There are many instances where it may be desirable to have thousands of measurements of a resource (e.g. a natural resource) in many different physical locations. For example, the ability to measure the cleanliness of air or water would be useful, but the ability to measure the cleanliness of air or water with thousands, or perhaps millions, of data points across a wide geographical region in many aspects would be even more useful and important.
Normally, these types of mass measurements would be difficult and costly. In other words, taking measurements at a fine granularity (i.e., a small physical distance between each measurement) but having the entire scope of the measurements spanning a large distance (i.e., spanning a city, region, country, etc.) might require tens of thousands of sensor devices and a large logistical deployment operation.

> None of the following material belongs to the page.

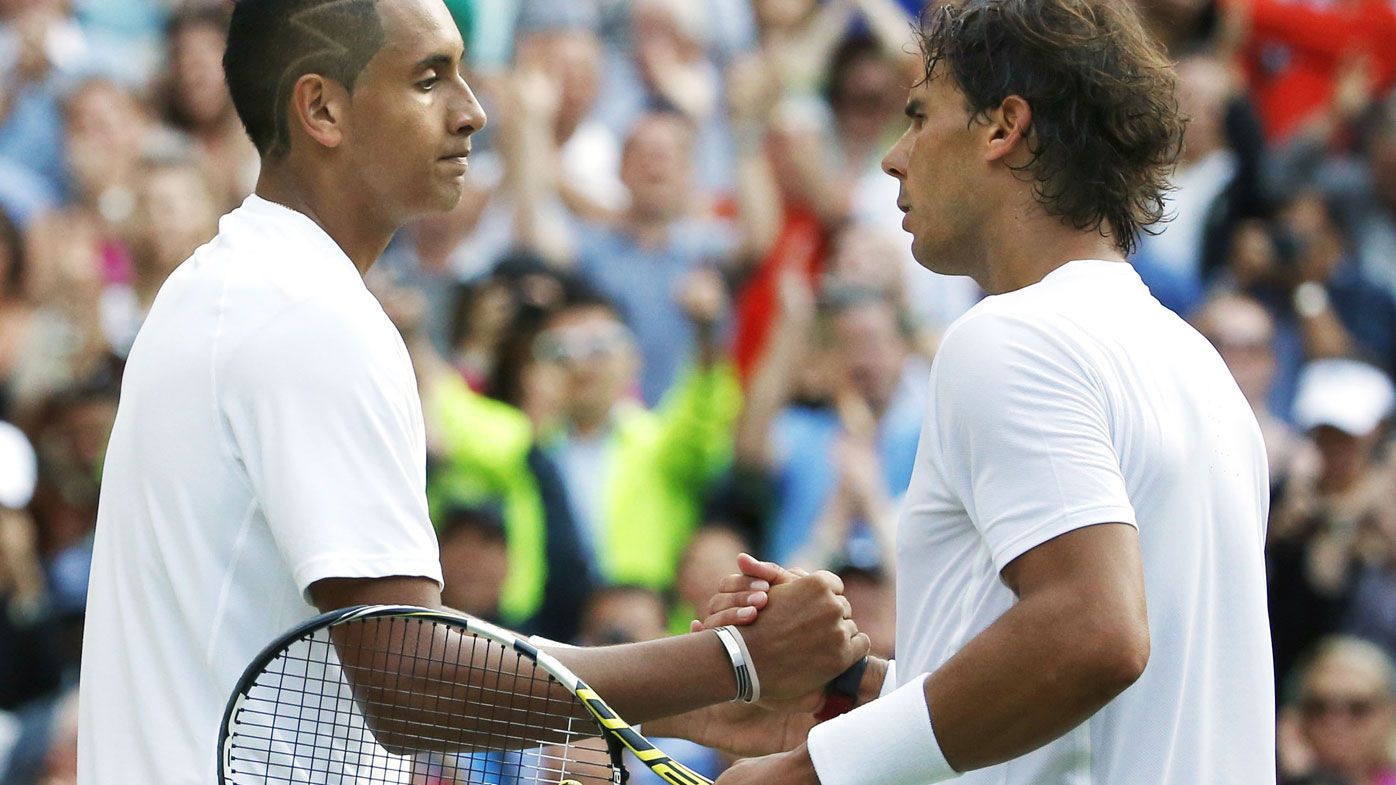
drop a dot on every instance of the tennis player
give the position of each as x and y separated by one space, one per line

Additionally, if the sensors simply stored captured measurements internally, it could very well be impracticable to have thousands of sensors each take data over a period of time and then require people to manually gather the data from each sensor. On the other hand, designing each sensor to be able to wirelessly send back data would increase the cost of the stand-alone sensor device as a whole. For example, when thousands of sensors might be needed to gain an accurate picture of an hour-by-hour change in the air quality at a detailed level across a large city such as Los Angeles or Shanghai, the cost of the sensor array may become prohibitive.
Currently, air and water quality sensor devices generally are bulky and include display panel(s), keys for user input, batteries or AC adapters, storage media to store the measurement data, as well as a processor and memory to process the measurement data taken.